Roughly, one can regard the data management task in a project as simple if all the data to be computerised have been collected on a single type of unit, e.g. plots or animals. The task is complex where data have been collected from a number of different units or levels. For example, in an on-farm study there will often be interview data at the farm level and response measurements at the plot, animal or tree level.
Sometimes the complexity of the data management tasks differs for different parts of a project. An example is a regional project consisting of a variety trial at each site, where the data are to be keyed at each of the sites. In such a project, the set of varieties is often not identical at all sites. Then the data entry at each site is simple, i.e. it is a single rectangle, as in the example above. However, the regional co-ordinating office might need four additional sets of data, as follows:
* Data on each site, e.g. name, location, soil type
* Data on each experiment at a site, e.g. date of planting, insect problems
* Data on each variety used in the project, e.g. name, origin, type
|Variety Code||Variety Name||Origin||Type||...|
* Yield data from each of the sites
In this example, the co-ordinating office would need to use techniques that are built in to relational database management systems (DBMS) to combine the information from the different data tables and so to provide an overall analysis across sites.
In general, where the data management tasks are complex, a database management package should be used by the project. This enables all the information to be stored in a structured way.

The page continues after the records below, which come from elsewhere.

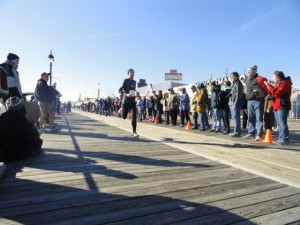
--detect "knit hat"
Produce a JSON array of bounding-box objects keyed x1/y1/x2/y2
[
  {"x1": 6, "y1": 96, "x2": 24, "y2": 111},
  {"x1": 41, "y1": 72, "x2": 49, "y2": 78},
  {"x1": 249, "y1": 65, "x2": 257, "y2": 72},
  {"x1": 198, "y1": 83, "x2": 204, "y2": 90},
  {"x1": 7, "y1": 53, "x2": 19, "y2": 60}
]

Whether the same software is used for all tasks, i.e. for the data entry, checking, management and analysis, is for the project team to decide.
3. Software for handling data
The different types of software used for data management include the following:
* database (DBMS) packages, e.g. Access, dBase, EpiInfo, Paradox, DataEase;
* statistics packages, e.g. Genstat, MSTAT, SAS, SPSS, Statgraphics, Systat;
* spreadsheet packages, e.g. Excel, Lotus-123;
* word processors, e.g. Word, WordPerfect; or text editors, e.g. Edit.
Database, statistics and spreadsheet packages have overlapping facilities for data management. All handle "rectangles" of data, as shown in the previous section. In these rectangles, each row refers to a case or record, such as an animal or a plot, and each column refers to a measurement or variable, such as the treatment code or the yield. Broadly, database packages are very good at manipulating (e.g. sorting, selecting, counting) many records or rows. They are also able to handle hierarchical data structures, such as observational data collected at both a farm and a field (crop) level, where farmers have more than one field. Statistics packages are designed primarily to process the measurements, i.e. they have powerful tools for operating on the values within the variables or columns of data. Spreadsheets do something of everything - though with limitations.
Our general views on software for data management are presented next.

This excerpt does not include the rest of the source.